Ternura encarcelada

Los niños se agacharon para ver al bebé que dormía sobre el césped del parque. Una manta de borreguillo cubría el cuerpecito, dejando a la intemperie un rostro moreno semejante al de los africanos. Las redondeadas mejillas y la prominencia de la frente, le daban un aire mongoloide que despertaba compasión.

-Creo que es subnormal, sentenció un pequeñuelo pecoso de mirada aguamarina.

-¿Qué hacemos con él?, preguntó al más alto.

-¡Ya lo tengo!, le llevaremos a la vieja cuadra, contestó el pelirrojo de ojuelos vivarachos.

-¿No sería mejor avisar a la policía?, se oyó la voz del pecoso.

-¡Chissstt…, que alguien se acerca!, dijo en voz baja el más alto al tiempo que ponía el dedo índice en los labios. 



Los niños formaron un corro en torno al bebé: el hombre se les quedó mirando, pero pasó de largo. Cuando le hubieron perdido de vista, el más alto cogió al bebé en brazos y todos se encaminaron hacia la cuadra abandonada, donde le prepararon una cuna a base de paja y hojas. Al posar al bebé en el pajar, éste abrió los ojos como platos para comenzar a emberrincharse. Todos querían acariciar a aquel niñito que había llegado como caído del cielo. Se sentían mayores descubriendo la ternura que anidaba en sus almas y que ahora estaban derrochando con una criatura desvalida.

El pelirrojo salió afuera, aunque volvió en seguida con una botella de plástico llena de leche.

-Supuse que tendría hambre, dijo.

Peluda, su vaca predilecta, se había portado muy bien al dejarse ordeñar sin rechistar. Acostumbrada a la ordeñadora eléctrica, no hubiera sido de extrañar que, al rozarle las ubres con sus manos, se le hubiese resistido. Pero no,Peluda era una todoterreno.

Tras tragarse toda la leche, el bebé cerró sus ojitos y se introdujo en el mundo de los sueños en un santiamén. Los niños le contemplaron embobados antes de irse.

La luz vespertina de aquel veinticuatro de diciembre fue dándole paso a una noche despoblada de estrellas, donde además la niebla cubría el valle con su aureola fantasmagórica y desprendía minúsculas gotas que se adherían a la ropa, empapándola sin contemplaciones. Los niños conocían el camino como la palma de la mano.

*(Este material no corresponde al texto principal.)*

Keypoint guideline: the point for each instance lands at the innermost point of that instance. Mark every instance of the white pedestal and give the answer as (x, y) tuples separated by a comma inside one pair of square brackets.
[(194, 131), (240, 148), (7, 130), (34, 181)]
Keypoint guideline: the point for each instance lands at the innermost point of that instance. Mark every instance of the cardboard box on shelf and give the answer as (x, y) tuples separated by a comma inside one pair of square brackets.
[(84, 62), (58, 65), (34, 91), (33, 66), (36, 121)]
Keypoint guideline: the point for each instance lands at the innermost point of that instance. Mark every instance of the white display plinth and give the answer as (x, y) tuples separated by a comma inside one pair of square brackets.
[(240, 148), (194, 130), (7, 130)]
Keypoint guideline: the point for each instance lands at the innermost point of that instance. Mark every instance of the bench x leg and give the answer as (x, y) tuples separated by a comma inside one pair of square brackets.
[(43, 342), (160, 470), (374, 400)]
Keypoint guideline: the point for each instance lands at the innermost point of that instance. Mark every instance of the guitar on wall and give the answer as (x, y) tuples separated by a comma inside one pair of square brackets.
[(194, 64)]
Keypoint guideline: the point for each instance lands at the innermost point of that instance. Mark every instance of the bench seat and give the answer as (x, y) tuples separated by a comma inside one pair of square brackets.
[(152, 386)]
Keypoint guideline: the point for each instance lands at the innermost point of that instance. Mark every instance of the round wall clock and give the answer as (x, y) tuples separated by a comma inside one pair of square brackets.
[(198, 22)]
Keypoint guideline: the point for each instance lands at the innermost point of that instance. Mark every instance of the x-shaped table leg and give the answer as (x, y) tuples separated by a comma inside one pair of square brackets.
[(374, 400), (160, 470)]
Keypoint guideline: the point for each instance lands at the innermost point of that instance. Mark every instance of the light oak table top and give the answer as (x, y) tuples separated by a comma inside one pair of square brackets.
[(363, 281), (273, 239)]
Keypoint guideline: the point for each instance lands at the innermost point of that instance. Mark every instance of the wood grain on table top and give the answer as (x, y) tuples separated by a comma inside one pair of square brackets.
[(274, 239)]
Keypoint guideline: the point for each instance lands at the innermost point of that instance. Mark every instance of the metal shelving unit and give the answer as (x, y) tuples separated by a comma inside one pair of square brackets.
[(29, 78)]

Guiados por un sexto sentido, llegaron al pueblo calados hasta los huesos. La cena de Nochebuena les esperaba con toda la parafernalia de esas fechas.

Feliciano Sánchez se despertó mirando a su alrededor con aquellos ojos vivarachos que, a pesar de tantos sinsabores, aún le chispeaban. Una sonrisa vertical se dibujó en la comisura de sus labios mientras se desperezaba. Allí no había ningún bebé a quien poderle dar la ternura que sentía en su interior. Un vacío interior se apoderó de su alma dejándolo desarmado.


De un salto, abandonó la litera y se fue hacia la ventana cubierta de barrotes, la misma que le permitía dejar libre, de cuando en cuando, su imaginación. Afuera, el paisaje era totalmente blanco. Entonces recordó que la Navidad había llegado un año más para amargarle unos días que, aunque se los intentaran edulcorar a base de turrón y langostinos racionados como los incluidos en el menú de la noche anterior, jamás recuperaría por muchos cumpleaños que celebrase. Porque Feliciano Sánchez, desde que estaba preso -de eso hacía un lustro- cada dieciocho de noviembre le encargaba al recadero una tarta con dos velas: una representaba los delitos cometidos y la otra los sufrimientos. Como un ritual hecho a su medida, siempre las apagaba soplándolas con el ímpetu de la desesperación.

Feliciano Sánchez regresó a su litera, se tumbó y cerró los ojos. Deseaba relajarse para mezclarse con los sueños, pero la ansiedad se adueñó de su pecho con una fuerza sobrehumana que le condujo a la impotencia de querer y no poder. Sus dedos se enredaron, haciendo bucles, en la pelirroja cabellera que tanto había manoseado en su niñez antes de dormirse.

Feliciano Sánchez, a quien los golpes de la vida le habían curtido el alma a grandes zancadas, lloraba ahora tendido en la litera de una celda esperando el regreso de un bebé que sólo tenía vida en el mundo de los sueños.